Follow i*******m kelasmenulisonline.ltf

Café Mariot di jalan utama itu tampak sepi karena sudah jam sepuluh malam. Setengah jam lagi tutup. Namun, aku dan Berno masih berbincang-bincang.

“Lu pulang malam gini apa reaksi mertua sama suami?”

“Paling juga mencak-mencak. Udahlah, males gue. Lu udah cari tuh siapa yang namanya Nera?”

“Ini gue lagi kepoin I*******m-nya kali. Gue kayak kenal deh. Tapi di mana, ya?”

“Sini liatin ke gue.” Aku menyambar ponsel di tangan Berno. Layar menampilkan akun I*******m seorang wanita berambut panjang pirang. Aku mengernyit. Entah kenapa seperti pernah melihat Nera di suatu tempat, tetapi aku lupa.

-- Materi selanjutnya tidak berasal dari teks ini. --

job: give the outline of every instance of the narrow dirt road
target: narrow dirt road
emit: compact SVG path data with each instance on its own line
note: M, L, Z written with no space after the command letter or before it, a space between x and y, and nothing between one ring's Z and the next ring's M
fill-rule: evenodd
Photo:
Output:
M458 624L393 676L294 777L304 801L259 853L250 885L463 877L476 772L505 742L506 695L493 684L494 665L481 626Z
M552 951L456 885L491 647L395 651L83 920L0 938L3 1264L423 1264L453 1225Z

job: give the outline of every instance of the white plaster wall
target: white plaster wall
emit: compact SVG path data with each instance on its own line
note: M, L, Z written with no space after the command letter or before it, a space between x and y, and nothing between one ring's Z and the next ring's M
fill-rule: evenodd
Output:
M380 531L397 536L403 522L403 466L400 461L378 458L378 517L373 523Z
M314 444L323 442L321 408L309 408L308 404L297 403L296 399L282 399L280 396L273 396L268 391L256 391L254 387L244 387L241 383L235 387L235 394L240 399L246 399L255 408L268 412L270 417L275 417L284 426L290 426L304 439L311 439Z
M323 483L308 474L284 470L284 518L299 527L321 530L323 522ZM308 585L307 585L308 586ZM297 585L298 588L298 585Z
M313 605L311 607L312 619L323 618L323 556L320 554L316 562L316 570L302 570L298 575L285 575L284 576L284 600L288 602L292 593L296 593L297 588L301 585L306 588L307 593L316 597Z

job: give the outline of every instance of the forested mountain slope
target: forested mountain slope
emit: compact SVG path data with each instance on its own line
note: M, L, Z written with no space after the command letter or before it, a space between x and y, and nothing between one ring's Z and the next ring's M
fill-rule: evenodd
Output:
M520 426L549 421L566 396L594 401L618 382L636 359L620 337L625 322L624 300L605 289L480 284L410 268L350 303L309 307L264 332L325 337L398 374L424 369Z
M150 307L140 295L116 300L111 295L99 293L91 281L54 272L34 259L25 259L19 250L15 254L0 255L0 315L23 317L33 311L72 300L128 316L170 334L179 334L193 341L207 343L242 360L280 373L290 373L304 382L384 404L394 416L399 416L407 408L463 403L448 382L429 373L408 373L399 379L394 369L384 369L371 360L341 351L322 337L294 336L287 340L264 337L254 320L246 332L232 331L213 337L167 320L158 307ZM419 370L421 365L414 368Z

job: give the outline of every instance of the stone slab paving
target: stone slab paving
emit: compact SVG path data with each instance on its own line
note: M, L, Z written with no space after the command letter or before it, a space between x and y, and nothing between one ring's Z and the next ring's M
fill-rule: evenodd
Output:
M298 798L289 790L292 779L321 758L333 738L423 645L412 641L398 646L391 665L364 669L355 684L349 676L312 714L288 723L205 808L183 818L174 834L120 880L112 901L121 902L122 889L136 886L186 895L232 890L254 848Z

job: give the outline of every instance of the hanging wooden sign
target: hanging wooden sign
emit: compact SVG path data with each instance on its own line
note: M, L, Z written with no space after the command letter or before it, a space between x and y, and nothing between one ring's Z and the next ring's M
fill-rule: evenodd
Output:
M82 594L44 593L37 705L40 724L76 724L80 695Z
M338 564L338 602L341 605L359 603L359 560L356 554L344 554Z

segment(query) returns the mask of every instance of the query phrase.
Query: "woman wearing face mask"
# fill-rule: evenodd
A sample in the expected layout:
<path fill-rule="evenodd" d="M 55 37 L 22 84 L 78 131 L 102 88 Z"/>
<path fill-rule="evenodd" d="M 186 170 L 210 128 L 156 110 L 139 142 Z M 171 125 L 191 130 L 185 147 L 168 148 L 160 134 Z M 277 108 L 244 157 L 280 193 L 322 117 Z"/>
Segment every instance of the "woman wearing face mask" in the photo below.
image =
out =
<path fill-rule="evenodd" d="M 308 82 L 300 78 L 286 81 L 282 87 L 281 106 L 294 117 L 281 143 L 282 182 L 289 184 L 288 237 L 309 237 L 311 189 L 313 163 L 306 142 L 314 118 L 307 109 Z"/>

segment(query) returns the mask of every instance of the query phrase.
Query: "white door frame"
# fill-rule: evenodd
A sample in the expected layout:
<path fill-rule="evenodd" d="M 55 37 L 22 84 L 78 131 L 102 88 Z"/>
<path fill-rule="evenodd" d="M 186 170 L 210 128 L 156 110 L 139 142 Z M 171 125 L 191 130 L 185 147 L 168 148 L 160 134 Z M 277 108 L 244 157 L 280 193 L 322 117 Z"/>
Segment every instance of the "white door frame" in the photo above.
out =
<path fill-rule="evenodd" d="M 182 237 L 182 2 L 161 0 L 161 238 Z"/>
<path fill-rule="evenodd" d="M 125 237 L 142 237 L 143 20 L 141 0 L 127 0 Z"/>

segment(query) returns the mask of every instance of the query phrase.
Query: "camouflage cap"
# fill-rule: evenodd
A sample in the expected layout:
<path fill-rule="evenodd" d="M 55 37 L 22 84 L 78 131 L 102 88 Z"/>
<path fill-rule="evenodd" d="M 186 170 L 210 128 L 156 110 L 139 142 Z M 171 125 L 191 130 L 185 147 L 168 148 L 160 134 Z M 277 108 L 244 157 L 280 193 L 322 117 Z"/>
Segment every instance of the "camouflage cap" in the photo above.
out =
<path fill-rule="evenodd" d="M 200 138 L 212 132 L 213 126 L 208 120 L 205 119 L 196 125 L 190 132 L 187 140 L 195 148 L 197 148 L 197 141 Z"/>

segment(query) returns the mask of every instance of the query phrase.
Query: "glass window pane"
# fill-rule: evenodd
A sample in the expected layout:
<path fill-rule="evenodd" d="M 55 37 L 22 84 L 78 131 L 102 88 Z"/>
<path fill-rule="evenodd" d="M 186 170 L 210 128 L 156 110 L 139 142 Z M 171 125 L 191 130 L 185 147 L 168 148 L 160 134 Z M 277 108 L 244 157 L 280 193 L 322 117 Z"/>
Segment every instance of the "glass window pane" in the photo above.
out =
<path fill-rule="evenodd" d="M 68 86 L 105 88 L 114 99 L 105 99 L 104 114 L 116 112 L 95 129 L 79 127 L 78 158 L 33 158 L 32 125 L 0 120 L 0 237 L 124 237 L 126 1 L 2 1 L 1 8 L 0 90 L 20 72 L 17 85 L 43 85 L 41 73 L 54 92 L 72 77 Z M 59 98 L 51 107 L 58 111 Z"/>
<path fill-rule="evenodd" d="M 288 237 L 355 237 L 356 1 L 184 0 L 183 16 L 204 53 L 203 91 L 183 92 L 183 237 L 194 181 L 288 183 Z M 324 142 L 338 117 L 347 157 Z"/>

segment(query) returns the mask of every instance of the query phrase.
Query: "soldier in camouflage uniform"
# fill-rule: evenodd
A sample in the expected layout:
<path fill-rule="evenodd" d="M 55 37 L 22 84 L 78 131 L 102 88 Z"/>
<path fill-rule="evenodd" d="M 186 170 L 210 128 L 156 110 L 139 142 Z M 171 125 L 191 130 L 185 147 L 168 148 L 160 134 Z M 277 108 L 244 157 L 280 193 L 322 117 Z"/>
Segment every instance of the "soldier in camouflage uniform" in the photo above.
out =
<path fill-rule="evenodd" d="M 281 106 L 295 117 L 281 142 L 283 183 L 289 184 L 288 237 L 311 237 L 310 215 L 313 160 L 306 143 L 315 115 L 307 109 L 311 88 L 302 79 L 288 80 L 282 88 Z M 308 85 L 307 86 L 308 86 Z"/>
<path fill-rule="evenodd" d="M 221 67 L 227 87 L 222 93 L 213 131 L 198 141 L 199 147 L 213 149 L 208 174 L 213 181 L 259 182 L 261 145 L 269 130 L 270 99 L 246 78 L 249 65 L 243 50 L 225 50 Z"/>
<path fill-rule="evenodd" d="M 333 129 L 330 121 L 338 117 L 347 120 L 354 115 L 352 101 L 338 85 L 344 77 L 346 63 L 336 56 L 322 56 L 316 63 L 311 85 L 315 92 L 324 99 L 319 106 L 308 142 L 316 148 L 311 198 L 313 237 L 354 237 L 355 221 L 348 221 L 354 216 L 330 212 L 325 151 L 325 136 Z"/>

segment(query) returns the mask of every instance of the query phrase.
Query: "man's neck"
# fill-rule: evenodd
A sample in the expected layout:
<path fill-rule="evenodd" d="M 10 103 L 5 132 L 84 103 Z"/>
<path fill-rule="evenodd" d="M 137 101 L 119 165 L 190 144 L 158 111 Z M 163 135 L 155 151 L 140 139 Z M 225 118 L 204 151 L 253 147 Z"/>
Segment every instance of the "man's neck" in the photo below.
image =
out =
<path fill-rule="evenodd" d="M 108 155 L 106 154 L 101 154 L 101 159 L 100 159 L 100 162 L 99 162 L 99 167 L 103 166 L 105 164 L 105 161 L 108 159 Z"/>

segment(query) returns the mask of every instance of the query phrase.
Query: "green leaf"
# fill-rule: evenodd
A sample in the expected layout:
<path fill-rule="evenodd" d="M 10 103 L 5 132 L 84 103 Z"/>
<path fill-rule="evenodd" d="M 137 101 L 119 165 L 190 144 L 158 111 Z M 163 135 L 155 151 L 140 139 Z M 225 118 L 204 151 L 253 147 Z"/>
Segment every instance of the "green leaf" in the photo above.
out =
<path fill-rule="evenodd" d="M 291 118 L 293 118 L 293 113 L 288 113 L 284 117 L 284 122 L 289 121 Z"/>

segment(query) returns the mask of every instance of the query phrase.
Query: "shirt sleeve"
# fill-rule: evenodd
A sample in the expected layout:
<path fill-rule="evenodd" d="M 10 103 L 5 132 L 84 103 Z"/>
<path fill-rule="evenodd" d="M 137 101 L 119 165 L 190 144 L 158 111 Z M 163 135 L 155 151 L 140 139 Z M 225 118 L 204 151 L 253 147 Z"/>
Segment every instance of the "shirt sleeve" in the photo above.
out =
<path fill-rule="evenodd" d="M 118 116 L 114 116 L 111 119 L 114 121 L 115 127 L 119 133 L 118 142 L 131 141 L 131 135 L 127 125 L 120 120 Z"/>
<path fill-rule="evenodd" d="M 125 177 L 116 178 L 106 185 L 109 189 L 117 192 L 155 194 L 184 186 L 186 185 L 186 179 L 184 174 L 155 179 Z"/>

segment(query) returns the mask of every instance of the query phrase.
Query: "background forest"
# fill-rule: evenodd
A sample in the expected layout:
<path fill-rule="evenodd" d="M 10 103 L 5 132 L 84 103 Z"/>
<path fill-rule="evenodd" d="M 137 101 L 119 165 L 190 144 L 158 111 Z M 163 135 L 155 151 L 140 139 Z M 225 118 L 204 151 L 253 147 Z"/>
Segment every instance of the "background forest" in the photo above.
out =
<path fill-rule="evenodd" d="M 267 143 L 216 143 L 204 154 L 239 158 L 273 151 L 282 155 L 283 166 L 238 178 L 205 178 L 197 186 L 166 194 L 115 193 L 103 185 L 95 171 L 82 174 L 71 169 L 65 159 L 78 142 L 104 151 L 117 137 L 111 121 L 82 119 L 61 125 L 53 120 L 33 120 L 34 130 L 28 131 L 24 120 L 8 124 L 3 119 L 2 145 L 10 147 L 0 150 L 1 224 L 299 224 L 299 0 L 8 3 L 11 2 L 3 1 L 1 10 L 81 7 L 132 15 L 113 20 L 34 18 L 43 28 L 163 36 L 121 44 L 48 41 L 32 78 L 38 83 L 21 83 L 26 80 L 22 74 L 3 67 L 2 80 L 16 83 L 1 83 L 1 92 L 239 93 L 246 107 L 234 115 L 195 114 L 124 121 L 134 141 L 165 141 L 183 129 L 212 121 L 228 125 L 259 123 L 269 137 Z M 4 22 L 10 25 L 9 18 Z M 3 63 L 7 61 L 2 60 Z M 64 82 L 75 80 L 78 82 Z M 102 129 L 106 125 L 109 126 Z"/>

Kukembalikan ponsel itu ke Berno. “Cari yang paling cantik. Biar dia gak malu.”

“Aman, Bos. Lu kejam amat sih, Bil.”

“Lu kayak gak tahu gue aja,” ujarku seraya membuka chat grup W******p keluarga Azmi. Percakapan menumpuk sejak tadi siang. Caci-maki untukku masih berseliweran meski kadang mereka membahas hal lain.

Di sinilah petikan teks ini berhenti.